Soon women with bright, heavy costumes and accessories began their folk dance. They gracefully moved about with the raw beat of the drums, swayed their hips and moved their heads sideways expertly. Exhibitions were performed to wow the audience with a row of pottery sitting on top of one’s head while reaching for the ground inserting a bill with one’s mouth. It was a rare kind of live performance, strange and striking. The glow and slow crackling of fire in the still desert night added a mystical charm to it all.

The grand finale was one fiery art: fire-breathing dance performed by a talented Rajasthani folk while the drums beat and the chanting continued. In the dark, unlit, tranquil night in a quant village among the sand dunes, he catapulted the show when he blew fire and captivated his audience.

I Dream of Fire: Final Act of An Explosive Performance

This fire burns.
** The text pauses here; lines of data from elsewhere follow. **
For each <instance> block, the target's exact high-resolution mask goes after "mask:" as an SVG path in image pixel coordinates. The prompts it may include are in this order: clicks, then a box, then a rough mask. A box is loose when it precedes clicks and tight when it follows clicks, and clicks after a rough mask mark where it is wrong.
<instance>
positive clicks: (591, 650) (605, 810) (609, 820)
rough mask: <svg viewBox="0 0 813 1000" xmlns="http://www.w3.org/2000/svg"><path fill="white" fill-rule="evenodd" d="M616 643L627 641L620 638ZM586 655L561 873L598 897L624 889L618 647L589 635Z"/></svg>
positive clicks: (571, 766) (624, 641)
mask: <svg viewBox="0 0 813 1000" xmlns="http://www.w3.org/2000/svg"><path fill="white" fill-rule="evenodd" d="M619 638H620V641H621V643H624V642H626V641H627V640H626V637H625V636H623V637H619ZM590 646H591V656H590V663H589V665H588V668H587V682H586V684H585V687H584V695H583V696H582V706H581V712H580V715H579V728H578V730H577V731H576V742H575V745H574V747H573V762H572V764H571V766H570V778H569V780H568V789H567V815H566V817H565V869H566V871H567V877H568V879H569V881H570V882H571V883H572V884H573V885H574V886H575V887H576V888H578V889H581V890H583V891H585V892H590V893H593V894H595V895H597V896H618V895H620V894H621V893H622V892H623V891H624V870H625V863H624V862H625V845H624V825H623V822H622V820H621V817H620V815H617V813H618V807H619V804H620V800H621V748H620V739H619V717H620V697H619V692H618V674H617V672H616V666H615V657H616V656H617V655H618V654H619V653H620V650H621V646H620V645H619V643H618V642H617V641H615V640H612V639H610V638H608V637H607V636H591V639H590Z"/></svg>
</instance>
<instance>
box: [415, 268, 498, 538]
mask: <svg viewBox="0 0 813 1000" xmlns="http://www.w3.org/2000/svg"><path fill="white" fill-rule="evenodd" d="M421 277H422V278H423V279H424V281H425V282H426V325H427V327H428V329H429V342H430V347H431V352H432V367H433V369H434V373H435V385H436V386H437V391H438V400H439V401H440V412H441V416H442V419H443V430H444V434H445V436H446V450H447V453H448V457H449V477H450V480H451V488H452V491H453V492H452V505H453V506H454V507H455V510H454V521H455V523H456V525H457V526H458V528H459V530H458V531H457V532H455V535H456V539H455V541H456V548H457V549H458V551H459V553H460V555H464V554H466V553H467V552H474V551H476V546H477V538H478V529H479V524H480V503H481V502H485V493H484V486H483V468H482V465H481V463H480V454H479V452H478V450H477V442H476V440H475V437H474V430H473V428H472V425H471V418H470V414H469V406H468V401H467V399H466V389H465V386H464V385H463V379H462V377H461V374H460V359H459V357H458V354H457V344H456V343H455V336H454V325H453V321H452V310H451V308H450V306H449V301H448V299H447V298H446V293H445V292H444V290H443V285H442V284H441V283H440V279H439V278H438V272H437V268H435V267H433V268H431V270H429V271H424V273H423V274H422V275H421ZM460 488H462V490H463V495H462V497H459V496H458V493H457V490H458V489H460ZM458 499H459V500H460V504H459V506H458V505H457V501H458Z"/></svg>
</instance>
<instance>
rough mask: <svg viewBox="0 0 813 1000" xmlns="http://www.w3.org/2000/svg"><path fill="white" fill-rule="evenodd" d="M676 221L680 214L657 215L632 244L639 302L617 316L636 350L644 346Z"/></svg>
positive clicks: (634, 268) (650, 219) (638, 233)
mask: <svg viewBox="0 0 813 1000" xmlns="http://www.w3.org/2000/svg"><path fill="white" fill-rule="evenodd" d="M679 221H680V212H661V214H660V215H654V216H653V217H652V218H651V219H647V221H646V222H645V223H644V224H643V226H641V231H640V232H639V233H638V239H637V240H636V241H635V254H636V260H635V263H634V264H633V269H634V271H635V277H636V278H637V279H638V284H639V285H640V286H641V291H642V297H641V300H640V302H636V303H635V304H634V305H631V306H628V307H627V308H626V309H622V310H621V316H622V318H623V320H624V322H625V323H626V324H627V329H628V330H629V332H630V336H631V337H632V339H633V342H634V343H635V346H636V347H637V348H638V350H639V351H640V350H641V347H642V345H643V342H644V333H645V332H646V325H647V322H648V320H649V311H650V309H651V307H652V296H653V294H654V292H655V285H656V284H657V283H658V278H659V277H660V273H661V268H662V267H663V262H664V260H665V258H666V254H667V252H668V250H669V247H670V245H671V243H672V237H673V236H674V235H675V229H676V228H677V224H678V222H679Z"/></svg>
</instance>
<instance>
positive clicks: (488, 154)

I realize that nothing’s as it seems

Desert Rose, Sting

At the end of the performance, the very polite owner of the camp greeted me and walked Mr. Anil and myself back to the car and then even farther to see us through the road. I clearly remembered the comfortable, beautiful tents and mud houses he offered in his desert resort just before the camel safari and how I wished I had booked a night there. The way back to the town proper was a silent, watchful drive. I have dreams about it: the desert, the fire and the rustic haunting music.

I was metaphorically intoxicated, enchanted by the whole experience. I realize one of the dangers, or opportunities however you want to see it, of traveling by yourself is how everything gets magnified and how vulnerable and open you become to the experience that it’s a hundred times easier to get swept away. If I were younger and had nary a care about people and responsibilities back home, I could have easily chosen to stay a little bit longer, and a little bit more, and yet a little more, in the desert to purposely get lost in the heady exoticism of it.